Tremola poco lontano la tua fragrante figura. Sarò dolce in questa notte fatata, di stella, lacrima e poesia; tra le mie mani si ribella, l'arancia che solo nella mia bocca matura.
Pigro ti ascolto morire e quasi muoio sereno.
Saluto con un cenno di cuore il tuo sorriso che guarda altrove, e deformandoti in viso, scivola una lacrima di cristallo sul tuo seno.
La tua bocca s'apre a guisa di rosa e tace.
Un cenno di primavera sembra verdeggiare nei tuoi occhi, come scoglio in calmo mare o brezza di vento tra le foglie, pianto di pace; che brucia tutto il resto che per me è natale; brucia il fuoco dentro se stesso nel movimento, solo una lacrima può redimere uno, dieci, cento errori che mi hanno visto sbagliare uguale.
Ti vedo tra le sordide finestre del pensiero, uguale a mille baci di donna già assaporati allora, finiti già, ancor prima d'esser iniziati, persi nella notte di chi sono o di chi ero.
E continuo a non capire tutto il tuo pianto di cera.
Barcollo nella nebbia delle mie troppe risposte accompagnate poche volte, da domande poste male o mai poste, che di luce illuminano la sera.
Vibrano corde stonate al pensiero di lei. Riverberi di specchio e stelle annegano nel mare della mia rinnovata solitudine; schiantano sui miei occhi stanchi bagliori, nuovi, tristi piaceri che l'anima rude schiude; antichi suoni, schiusi dalla porpora di stelle di cui si bagna mesta la mia pelle; questa, è la polvere stellare; lascia la scìa, mi sugge linfa vitale da bere dalla sorgente: la mia.

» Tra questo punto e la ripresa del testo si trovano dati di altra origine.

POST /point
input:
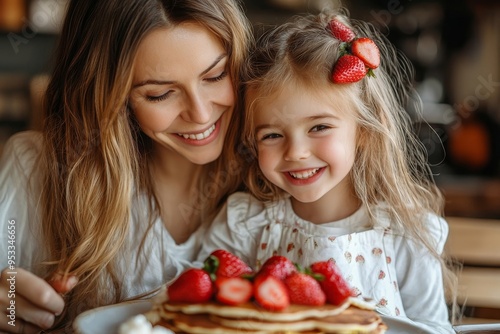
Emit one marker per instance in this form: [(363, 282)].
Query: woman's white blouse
[(403, 279), (160, 261)]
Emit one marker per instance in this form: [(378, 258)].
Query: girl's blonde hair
[(95, 158), (391, 163)]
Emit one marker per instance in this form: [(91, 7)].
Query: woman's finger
[(38, 292), (33, 314), (18, 326)]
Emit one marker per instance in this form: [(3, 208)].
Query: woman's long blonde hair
[(391, 163), (95, 158)]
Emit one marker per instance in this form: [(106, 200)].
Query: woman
[(110, 201)]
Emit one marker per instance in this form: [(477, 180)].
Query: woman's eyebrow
[(169, 82)]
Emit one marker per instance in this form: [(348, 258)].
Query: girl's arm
[(420, 280)]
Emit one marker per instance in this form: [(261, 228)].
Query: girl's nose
[(199, 109), (297, 150)]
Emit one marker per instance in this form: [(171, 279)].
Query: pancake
[(355, 316)]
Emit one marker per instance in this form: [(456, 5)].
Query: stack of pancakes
[(354, 316)]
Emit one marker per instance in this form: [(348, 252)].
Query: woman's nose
[(297, 150), (198, 108)]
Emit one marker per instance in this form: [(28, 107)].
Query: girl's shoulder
[(431, 224)]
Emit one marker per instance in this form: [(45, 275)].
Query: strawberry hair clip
[(358, 56)]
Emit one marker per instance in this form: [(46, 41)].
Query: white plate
[(107, 319)]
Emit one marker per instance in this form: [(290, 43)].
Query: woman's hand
[(29, 303)]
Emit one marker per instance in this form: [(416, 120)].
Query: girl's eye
[(158, 98), (270, 136), (319, 128), (218, 78)]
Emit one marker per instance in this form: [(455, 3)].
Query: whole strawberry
[(278, 266), (192, 286), (348, 68), (270, 293), (336, 288), (341, 32), (223, 263), (233, 290), (366, 50), (303, 289)]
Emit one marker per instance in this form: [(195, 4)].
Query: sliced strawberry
[(233, 290), (366, 50), (348, 68), (303, 289), (341, 32), (223, 263), (192, 286), (270, 293), (336, 288), (278, 266)]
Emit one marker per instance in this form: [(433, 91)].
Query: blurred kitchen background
[(454, 46)]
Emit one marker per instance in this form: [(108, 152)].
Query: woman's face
[(182, 94)]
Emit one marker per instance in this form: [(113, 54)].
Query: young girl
[(335, 170), (111, 200)]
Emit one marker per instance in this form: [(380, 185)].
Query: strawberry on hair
[(366, 50), (348, 69)]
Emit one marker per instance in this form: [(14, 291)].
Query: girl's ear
[(361, 137)]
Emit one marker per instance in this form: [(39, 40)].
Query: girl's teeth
[(304, 175), (199, 136)]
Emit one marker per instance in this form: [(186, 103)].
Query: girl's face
[(182, 94), (306, 144)]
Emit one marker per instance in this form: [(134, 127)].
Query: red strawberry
[(278, 266), (304, 290), (223, 263), (233, 290), (192, 286), (341, 32), (270, 293), (366, 50), (348, 68), (336, 288)]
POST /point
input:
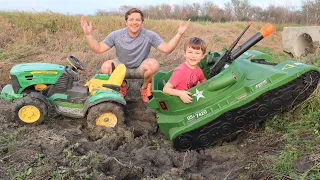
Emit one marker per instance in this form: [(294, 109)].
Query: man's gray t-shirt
[(131, 51)]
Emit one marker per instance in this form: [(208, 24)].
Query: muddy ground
[(63, 148)]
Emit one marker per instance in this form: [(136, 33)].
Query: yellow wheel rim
[(29, 114), (107, 120)]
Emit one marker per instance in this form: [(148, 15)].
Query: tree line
[(235, 10)]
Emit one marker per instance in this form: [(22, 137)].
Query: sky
[(90, 7)]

Guardo il suo sguardo che nell'infinito oceano mi mostra le mille rotte, sono solo, io, questa notte e mille altre.
Lacero in brandelli di seta e pianto il pensiero fugace; di lei.
L'animo mio innamorato, è fallace dinanzi al canto inumano; è straziato. Tremola la mano levata verso il tuono, poco distante, in segno di sfida o forse di perdono, ma il gesto è insistente, non odo alcun suono, se non il pensiero d'un uomo che si pente d'aver intessuto di passato il suo presente, tanto d'aver finito con il vestire d'abito scuro ciò che poteva avere tra le mani ora; o in futuro.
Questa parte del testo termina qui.